The most likely workload profile in a VMware environment is 100% random IO and normally write biased. The write penalties for RAID5 are still there (although small), especially if you have enough IO going on to fill up the write cache (definite for SAS 7..2k or SATA). RAID 10 will outperform RAID5, especially with read operations, but it will massively outperform RAID5 when there is a failure of a disk.Then you have to consider rebuild times and the likelihood of another disk failing during the rebuild process, which will kill your entire disk subsystem (hence why RAID 6 was invented). Then if you go RAID6 you will have double the parity being written and this will have an additional penalty for write operations.

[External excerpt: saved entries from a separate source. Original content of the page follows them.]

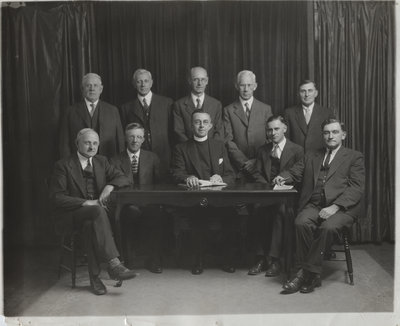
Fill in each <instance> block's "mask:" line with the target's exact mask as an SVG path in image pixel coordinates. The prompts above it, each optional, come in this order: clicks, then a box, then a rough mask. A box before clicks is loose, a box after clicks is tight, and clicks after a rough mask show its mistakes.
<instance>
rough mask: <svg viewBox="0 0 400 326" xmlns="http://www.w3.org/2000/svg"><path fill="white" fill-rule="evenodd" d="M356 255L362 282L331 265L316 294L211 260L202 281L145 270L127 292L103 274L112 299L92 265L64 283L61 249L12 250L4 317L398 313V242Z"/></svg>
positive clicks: (338, 265)
mask: <svg viewBox="0 0 400 326" xmlns="http://www.w3.org/2000/svg"><path fill="white" fill-rule="evenodd" d="M351 252H352V257H353V265H354V273H355V276H354V281H355V285H354V286H351V285H349V284H348V283H347V275H346V264H345V262H333V261H326V262H325V263H324V273H323V275H322V277H323V279H322V287H321V288H317V289H316V290H315V292H313V293H311V294H301V293H296V294H292V295H283V294H280V291H281V286H282V282H283V276H282V277H278V278H267V277H264V275H263V274H262V275H258V276H248V275H247V268H246V266H240V267H239V268H238V269H237V271H236V272H235V273H234V274H227V273H225V272H223V271H221V270H220V269H218V268H217V266H216V265H215V264H213V263H209V266H208V268H206V269H205V271H204V273H203V274H202V275H199V276H194V275H191V274H190V272H189V271H188V270H187V269H181V268H177V267H176V266H174V264H173V263H171V264H170V266H166V267H165V269H164V272H163V273H162V274H152V273H150V272H149V271H147V270H146V269H143V268H139V269H138V272H139V274H140V275H139V276H138V277H137V278H135V279H133V280H130V281H125V282H124V283H123V286H122V287H120V288H116V287H114V286H113V285H114V284H115V282H114V281H112V280H110V279H109V278H108V275H107V273H106V272H103V273H102V279H103V281H104V283H105V285H106V286H107V289H108V294H107V295H104V296H94V295H93V294H92V293H91V292H90V290H89V279H88V275H87V271H86V268H85V267H82V268H80V269H78V275H77V286H76V288H74V289H72V288H71V278H70V274H68V273H63V274H62V276H61V279H60V280H58V278H57V257H58V253H57V250H56V249H55V248H35V249H25V250H23V251H16V252H14V253H13V254H12V253H10V252H8V254H7V255H6V256H8V257H10V256H11V257H13V258H12V259H8V260H6V261H7V264H6V266H5V267H6V268H5V274H4V276H5V282H4V286H5V288H4V290H5V293H4V294H5V297H4V298H5V301H4V308H5V309H4V314H5V316H11V317H12V316H43V317H44V316H47V317H52V316H118V315H124V316H126V315H129V316H139V317H140V316H149V315H156V316H167V315H221V314H223V315H232V314H233V315H234V314H238V315H239V314H281V313H286V314H287V313H350V312H353V313H360V312H392V311H393V293H394V245H392V244H388V243H384V244H382V245H374V244H363V245H353V246H352V248H351ZM339 255H340V254H339ZM338 258H340V257H338ZM172 260H173V259H171V261H172Z"/></svg>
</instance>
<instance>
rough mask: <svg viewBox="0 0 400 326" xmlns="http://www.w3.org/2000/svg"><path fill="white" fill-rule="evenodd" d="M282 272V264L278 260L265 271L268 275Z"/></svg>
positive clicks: (276, 275) (266, 276)
mask: <svg viewBox="0 0 400 326" xmlns="http://www.w3.org/2000/svg"><path fill="white" fill-rule="evenodd" d="M280 273H281V264H280V263H279V262H278V261H275V262H272V263H271V265H270V266H269V268H268V269H267V271H266V272H265V276H266V277H274V276H278V275H279V274H280Z"/></svg>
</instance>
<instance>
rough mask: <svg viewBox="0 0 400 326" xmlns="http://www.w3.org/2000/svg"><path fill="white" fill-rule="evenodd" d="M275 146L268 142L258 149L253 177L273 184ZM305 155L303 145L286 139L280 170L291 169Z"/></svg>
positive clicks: (253, 173) (273, 144) (302, 157)
mask: <svg viewBox="0 0 400 326" xmlns="http://www.w3.org/2000/svg"><path fill="white" fill-rule="evenodd" d="M273 146H274V144H273V143H268V144H265V145H263V146H261V147H260V149H259V150H258V153H257V160H256V171H255V172H254V173H253V178H254V179H255V181H256V182H261V183H268V184H272V178H271V152H272V148H273ZM303 156H304V150H303V147H301V146H299V145H297V144H295V143H293V142H291V141H290V140H289V139H286V144H285V147H284V148H283V151H282V154H281V159H280V167H279V171H284V170H288V169H290V168H291V167H292V166H293V165H294V164H295V163H296V162H298V161H299V160H301V159H302V158H303Z"/></svg>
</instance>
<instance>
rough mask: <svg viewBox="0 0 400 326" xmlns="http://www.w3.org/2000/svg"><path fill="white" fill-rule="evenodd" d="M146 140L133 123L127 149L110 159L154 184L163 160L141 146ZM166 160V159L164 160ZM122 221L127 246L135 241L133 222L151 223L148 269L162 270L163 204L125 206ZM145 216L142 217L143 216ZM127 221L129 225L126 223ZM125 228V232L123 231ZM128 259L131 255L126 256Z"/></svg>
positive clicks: (157, 178) (131, 176) (118, 164)
mask: <svg viewBox="0 0 400 326" xmlns="http://www.w3.org/2000/svg"><path fill="white" fill-rule="evenodd" d="M144 140H145V132H144V128H143V126H142V125H140V124H139V123H130V124H128V125H127V126H126V128H125V142H126V146H127V148H126V150H124V151H123V152H121V153H120V154H119V155H118V156H117V157H115V158H113V159H112V160H111V163H112V164H113V165H114V166H115V167H117V168H119V169H120V170H121V171H123V172H124V174H125V175H126V176H127V177H128V178H129V180H131V181H132V182H133V184H154V183H157V182H158V181H159V179H160V160H159V158H158V156H157V155H156V154H155V153H153V152H150V151H146V150H144V149H141V146H142V144H143V142H144ZM164 163H165V162H164ZM121 216H122V219H123V223H124V224H125V226H126V227H125V226H124V227H123V229H122V231H123V233H124V234H123V238H124V239H127V242H128V248H129V247H130V244H131V242H132V241H130V240H131V239H130V235H131V232H130V230H132V228H133V227H132V226H131V225H130V224H132V222H135V223H137V222H138V220H139V219H140V220H142V221H143V222H145V223H146V224H148V226H149V229H150V230H151V231H150V234H149V235H148V240H149V242H150V243H149V245H150V262H149V265H148V267H149V270H150V271H151V272H153V273H162V264H161V252H162V245H163V243H162V237H163V229H164V228H165V226H166V216H165V213H163V210H162V208H161V207H160V206H157V205H152V206H148V207H144V208H141V209H139V208H138V207H136V206H133V205H131V206H126V207H124V208H123V210H122V213H121ZM142 217H143V218H142ZM126 224H128V225H126ZM124 231H125V232H124ZM127 258H129V255H127Z"/></svg>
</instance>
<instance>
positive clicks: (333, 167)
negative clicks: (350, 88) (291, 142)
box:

I'm working in an environment right now with SAS 7.2k RPM 500GB disks (16 spindles per RAID group) in RAID5 configuration and because of the random IO on the ESX Hosts (2 of them in the cluster) the latency is just terrible, averaging above 100ms. Reads are particularly bad, as the spindles have to spin around to pick up the data and they just can't do that fast enough. It's basically at the point where the customer may have to think about throwing out all the 7.2k SAS disks and replacing them with 12k disks at a fairly big expense. Exchange and SQL are especially latency sensitive applications. If you're getting 100ms disk latency on SQL you can forget about getting 40 or 50ms latency on transaction times.

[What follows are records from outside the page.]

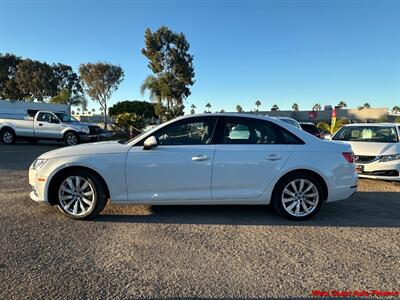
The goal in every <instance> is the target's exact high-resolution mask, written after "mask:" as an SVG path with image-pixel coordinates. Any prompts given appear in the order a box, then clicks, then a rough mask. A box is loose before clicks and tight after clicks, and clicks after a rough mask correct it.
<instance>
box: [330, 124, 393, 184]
mask: <svg viewBox="0 0 400 300" xmlns="http://www.w3.org/2000/svg"><path fill="white" fill-rule="evenodd" d="M399 137H400V124H391V123H377V124H370V123H369V124H349V125H345V126H344V127H342V128H341V129H339V130H338V131H337V132H336V134H335V135H334V136H333V137H332V140H335V141H342V142H345V143H347V144H349V145H351V148H352V149H353V151H354V154H355V162H356V164H357V166H356V169H357V171H358V173H359V176H360V177H365V178H372V179H382V180H394V181H400V175H399V173H400V142H399Z"/></svg>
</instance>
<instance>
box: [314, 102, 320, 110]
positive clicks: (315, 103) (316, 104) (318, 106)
mask: <svg viewBox="0 0 400 300" xmlns="http://www.w3.org/2000/svg"><path fill="white" fill-rule="evenodd" d="M321 109H322V107H321V104H319V103H315V104H314V105H313V111H316V110H321Z"/></svg>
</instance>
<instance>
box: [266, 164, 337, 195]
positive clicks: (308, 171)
mask: <svg viewBox="0 0 400 300" xmlns="http://www.w3.org/2000/svg"><path fill="white" fill-rule="evenodd" d="M295 173H305V174H307V175H309V176H311V177H313V178H314V179H315V180H317V181H318V183H319V184H320V185H321V188H322V193H323V194H322V199H323V201H326V200H327V199H328V194H329V192H328V185H327V184H326V181H325V179H324V178H323V177H322V176H321V175H320V174H318V173H317V172H315V171H313V170H310V169H295V170H291V171H289V172H287V173H285V174H283V175H282V176H281V177H280V178H279V179H278V180H277V181H276V182H275V184H274V188H273V190H272V194H271V199H273V198H274V196H275V193H276V189H277V186H278V185H279V183H280V182H281V181H282V180H284V179H285V178H286V177H288V176H290V175H293V174H295Z"/></svg>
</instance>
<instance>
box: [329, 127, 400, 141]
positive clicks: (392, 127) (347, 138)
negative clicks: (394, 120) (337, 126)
mask: <svg viewBox="0 0 400 300" xmlns="http://www.w3.org/2000/svg"><path fill="white" fill-rule="evenodd" d="M332 139H333V140H338V141H351V142H374V143H396V142H398V140H399V139H398V136H397V133H396V129H395V127H394V126H348V127H343V128H341V129H340V130H339V131H338V132H337V133H336V134H335V135H334V136H333V138H332Z"/></svg>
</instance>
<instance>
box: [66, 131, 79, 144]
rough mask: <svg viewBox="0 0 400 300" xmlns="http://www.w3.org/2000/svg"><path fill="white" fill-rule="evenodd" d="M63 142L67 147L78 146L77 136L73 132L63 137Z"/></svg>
mask: <svg viewBox="0 0 400 300" xmlns="http://www.w3.org/2000/svg"><path fill="white" fill-rule="evenodd" d="M64 142H65V144H66V145H67V146H74V145H78V144H79V136H78V135H77V134H76V133H75V132H73V131H69V132H67V133H66V134H65V136H64Z"/></svg>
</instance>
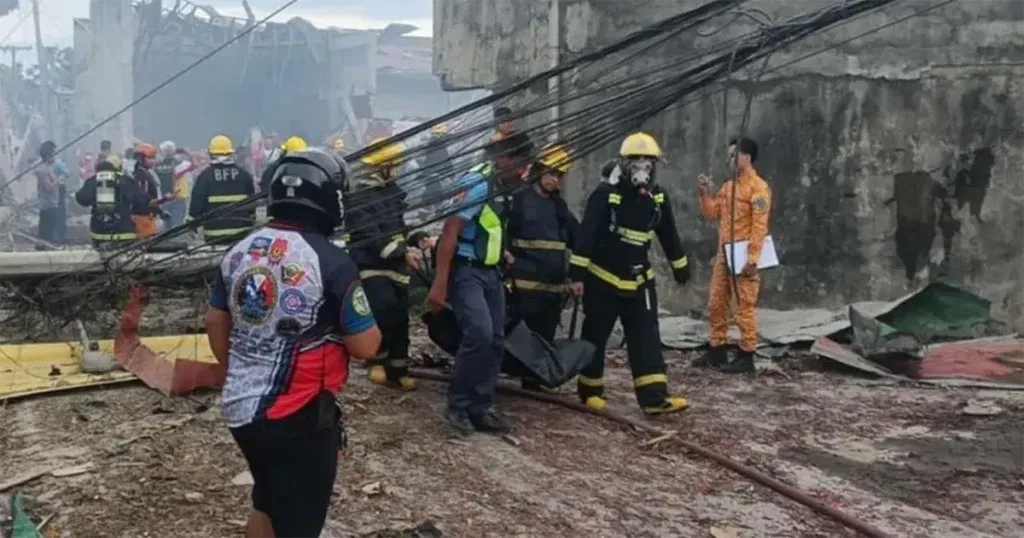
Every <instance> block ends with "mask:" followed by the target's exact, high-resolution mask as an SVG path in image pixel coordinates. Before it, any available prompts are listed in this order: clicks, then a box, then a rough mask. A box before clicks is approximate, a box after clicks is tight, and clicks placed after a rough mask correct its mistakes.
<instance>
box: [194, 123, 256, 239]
mask: <svg viewBox="0 0 1024 538" xmlns="http://www.w3.org/2000/svg"><path fill="white" fill-rule="evenodd" d="M207 150H208V151H209V153H210V166H209V167H207V169H206V170H203V171H202V172H200V174H199V176H198V177H196V184H195V185H194V187H193V193H191V201H190V202H189V204H188V216H189V218H194V219H195V218H200V217H202V216H204V215H206V214H207V213H209V212H211V211H215V210H218V209H221V208H223V207H225V206H229V205H231V204H237V203H239V202H242V201H244V200H247V199H249V198H250V197H252V196H255V194H256V187H255V184H254V183H253V176H252V175H251V174H250V173H249V172H247V171H245V170H243V169H242V168H239V167H238V166H237V165H236V164H234V147H233V146H232V144H231V139H230V138H228V137H227V136H224V135H223V134H218V135H216V136H214V137H213V138H211V139H210V144H209V147H208V148H207ZM255 223H256V206H255V204H254V205H252V206H251V207H249V208H246V209H236V210H233V211H229V212H227V213H224V214H218V216H216V217H214V218H212V219H209V220H205V221H204V222H203V239H204V240H206V242H208V243H211V242H220V241H225V240H230V239H232V238H236V237H237V236H239V235H241V234H245V233H247V232H249V231H250V230H251V229H252V226H253V225H254V224H255Z"/></svg>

If you were thinking of going SAS 7.2k RAID10 (which would be the only sensible option for performance), then you'd actually be better off going SAS15k with RAID5. SAS15k with RAID5 and have two RAID groups on the MD array (each RAID5 7+1).

Based on experience I've had in production environments of organisations large and small I'd stay well clear of SATA or SAS 7.2k for any random IO workloads. They are fine for sequential read and write, which makes them great for archive and backup type applications. But as soon as you try any random IO you're performance is dead in the water.